Against the conventions of Berkeley’s urban planning, the high-rise towers offered a radical reimagination. In recent years, California lawmakers have increasingly pushed cities to create denser housing to address California’s housing shortage. However, the strive for denser housing does not come without tension.

The Density Bonus Law encourages developers to build affordable housing: if developers agree to set aside a portion of units at below-market rates, they can stack additional units and build taller structures than the set maximum under city policy. This idea, indeed, incentivized the developers of Berkeley’s two up-and-coming high-rises to take affordability into consideration. As of now, at least 56 affordable units would be built. Moreover, the law requires cities to waive local development standards that would potentially make the project “economically infeasible.”

In theory, the policy offers a supply-side solution to the housing crisis, and — by expanding the accommodative capacity of each project — provides the potential to overcome previous discriminatory zoning practices. However, granting concessions to developers introduces new conflicts at the local level. The two projects approved Feb. 23 relied on the Density Bonus Law to bypass the city’s 2023 “HARD HATS” ordinance, or Helping Achieve Responsible Development with Healthcare and Apprenticeship Training Standards. This act requires large developments to provide healthcare coverage and apprenticeship opportunities for construction workers. Developers argued that complying with these labor standards would significantly increase project costs, allowing them to request and claim an exemption under the state law’s incentives, which would deviate from the local development regulations.

Although several council members expressed support for the labor protections, highlighting that they could not support housing that “will be built on the backs of the workforce,” the opposition proved merely symbolic. City officials ultimately allowed the project to proceed, with Councilmember Rashi Kesarwani citing that the city would have to take on an expensive legal battle that it would likely lose if it attempted to enforce the requirements mandated by the “HARD HATS” ordinance.

This dynamic exposes an emerging loophole: state density bonuses, designed to circumvent exclusionary zoning, can also be used to evade hard-won labor protections. The impending implementation of California SB 79 also reflects this tendency. SB 79 requires cities to approve “by right,” or to unilaterally pass without public consultation, qualifying higher-density housing projects near major transit stops.

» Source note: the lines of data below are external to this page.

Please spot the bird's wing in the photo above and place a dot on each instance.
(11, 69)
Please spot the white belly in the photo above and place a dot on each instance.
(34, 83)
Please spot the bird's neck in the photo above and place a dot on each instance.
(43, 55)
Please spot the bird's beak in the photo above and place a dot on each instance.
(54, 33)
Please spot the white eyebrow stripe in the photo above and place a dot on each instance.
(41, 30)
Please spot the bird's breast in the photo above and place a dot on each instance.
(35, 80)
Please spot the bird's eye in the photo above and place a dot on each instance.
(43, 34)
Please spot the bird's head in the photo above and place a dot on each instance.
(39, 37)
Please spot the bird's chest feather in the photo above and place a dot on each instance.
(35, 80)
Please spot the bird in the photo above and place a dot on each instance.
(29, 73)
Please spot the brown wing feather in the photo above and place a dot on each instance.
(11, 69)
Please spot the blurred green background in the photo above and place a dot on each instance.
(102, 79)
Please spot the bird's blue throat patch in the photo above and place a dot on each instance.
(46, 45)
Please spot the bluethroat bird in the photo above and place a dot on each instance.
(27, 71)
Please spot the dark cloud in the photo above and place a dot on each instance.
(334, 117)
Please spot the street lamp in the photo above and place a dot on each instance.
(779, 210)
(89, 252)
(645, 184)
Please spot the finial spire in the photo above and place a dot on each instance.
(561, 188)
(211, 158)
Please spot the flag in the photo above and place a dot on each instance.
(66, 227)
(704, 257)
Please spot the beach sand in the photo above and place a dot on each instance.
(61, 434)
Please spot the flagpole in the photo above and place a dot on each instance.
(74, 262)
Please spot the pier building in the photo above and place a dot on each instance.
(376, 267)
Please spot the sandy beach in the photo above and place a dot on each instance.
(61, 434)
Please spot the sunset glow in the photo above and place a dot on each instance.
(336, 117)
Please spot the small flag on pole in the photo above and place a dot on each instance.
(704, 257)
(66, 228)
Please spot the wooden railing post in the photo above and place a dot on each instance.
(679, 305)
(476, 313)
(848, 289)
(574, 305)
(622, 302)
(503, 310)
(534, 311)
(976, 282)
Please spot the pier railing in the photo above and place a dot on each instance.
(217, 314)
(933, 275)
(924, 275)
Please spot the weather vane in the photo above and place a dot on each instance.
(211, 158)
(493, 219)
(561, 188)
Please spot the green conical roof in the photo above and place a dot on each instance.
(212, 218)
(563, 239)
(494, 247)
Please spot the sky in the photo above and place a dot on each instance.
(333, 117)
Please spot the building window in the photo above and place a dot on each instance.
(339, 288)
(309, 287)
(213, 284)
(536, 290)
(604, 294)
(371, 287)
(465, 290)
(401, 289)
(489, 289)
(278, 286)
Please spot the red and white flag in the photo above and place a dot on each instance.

Therefore, the law shrinks project-by-project entitlement negotiations, where local labor unions have traditionally exercised leverage to secure worker protections.

This reveals a concerning overreliance on the market in California’s housing framework. By hollowing out the negotiation process with local stakeholders, the housing production is treated as a technical problem to be solved through market supply, rather than as a political issue that addresses dealing with society’s everyday reality. This approach may accelerate construction, but it also sidelines the voices of labor unions in the decision-making process, privileging the demographic that developers find profitable or important.

Instead, California legislatures must prioritize greater state intervention: direct public funding to build affordable housing that integrates strong labor standards. California must also ensure that worker protections are embedded in state law, not left vulnerable to waiver under density bonus concessions. The health and rights of the workforce behind new housing need to be addressed with the same urgency as the housing itself, or it risks exploiting the very people the initiative intends to help.

In a college town such as Berkeley, where many of the new housing programs are explicitly designed for or marketed towards students, this phenomenon risks creating a new kind of segregation that separates a transient student population from the locally-based, working-class residents who keep the city operating.

As students on campus and residents of Berkeley — temporary or not — we should support the efforts of labor unions through civic engagement and direct advocacy. If the view of a diversified Berkeley from inside an apartment we can afford is built from the compromise of workers’ rights and welfare, then the inequality etched into the layout of the city will not go away: It will merely grow taller around old divides.